Howard Sinclair, Chief Executive of St Mungo’s, said: “While the shocking rise in rough sleeping that we have seen in recent years has stopped, a closer look at the figures makes it clear that rough sleeping remains a national crisis.

“With more and more people dying on our streets or while homeless, it is also a matter of life and death.

“Rough sleeping is preventable, and these tragic deaths can be stopped. But to do that, we need further urgent action, not only to provide emergency support for those sleeping rough now, but also to reverse the years of cuts that have devastated the support services that help people to move on from rough sleeping, or to avoid homelessness in the first place.

“It is worrying that rough sleeping in London is still on the rise.

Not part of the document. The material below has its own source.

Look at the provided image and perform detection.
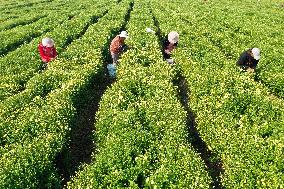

The increase in the number of people sleeping rough from non-UK EU nationals in the capital demonstrates the need for immediate and tailored solutions for this particularly vulnerable group who often face restricted access to welfare and other vital support services.”

He continued: “The Government’s Rough Sleeping Strategy is a welcome first step towards helping people in need on our streets.

“But with the number of people sleeping rough falling just 2% last year, these figures clearly show that a much greater effort is needed if the Government is serious about meeting its commitment to halve rough sleeping by 2022, and end it by 2027.

“Resources need to be focussed not just on helping people move off the streets, but also on the long term housing and support they need to build a life away from rough sleeping.

“Otherwise we will continue to see vulnerable people returning to our streets.”

Chief executive of Crisis, Jon Sparkes said: “It’s a damning reflection of our society that night after night, so many people are forced to sleep rough on our streets, with numbers soaring in the capital.”

Charities have also warned that the latest government figures may just be the tip of the iceberg, with the true number of people sleeping rough likely to be far higher than official statistics suggest.

Denise Hatton, YMCA England & Wales, Chief Executive said: “Although there was a slight fall in people sleeping rough in England last year, the number has still significantly increased since 2010, with a worrying amount of young people on the streets.

“These figures are only a single night’s snapshot, with the reality being much higher and do not take into consideration the number of hidden homeless.

“We have welcomed the Government’s pledge to help improve services to rough sleepers but without action tackling issues such as high rents, lack of social housing and immediate intervention when people become homeless, the situation is only going to get worse.

“It is unimaginable that any young person is forced to sleep out and our YMCAs continue to be approached by young people who are on the streets and have nowhere else to turn.”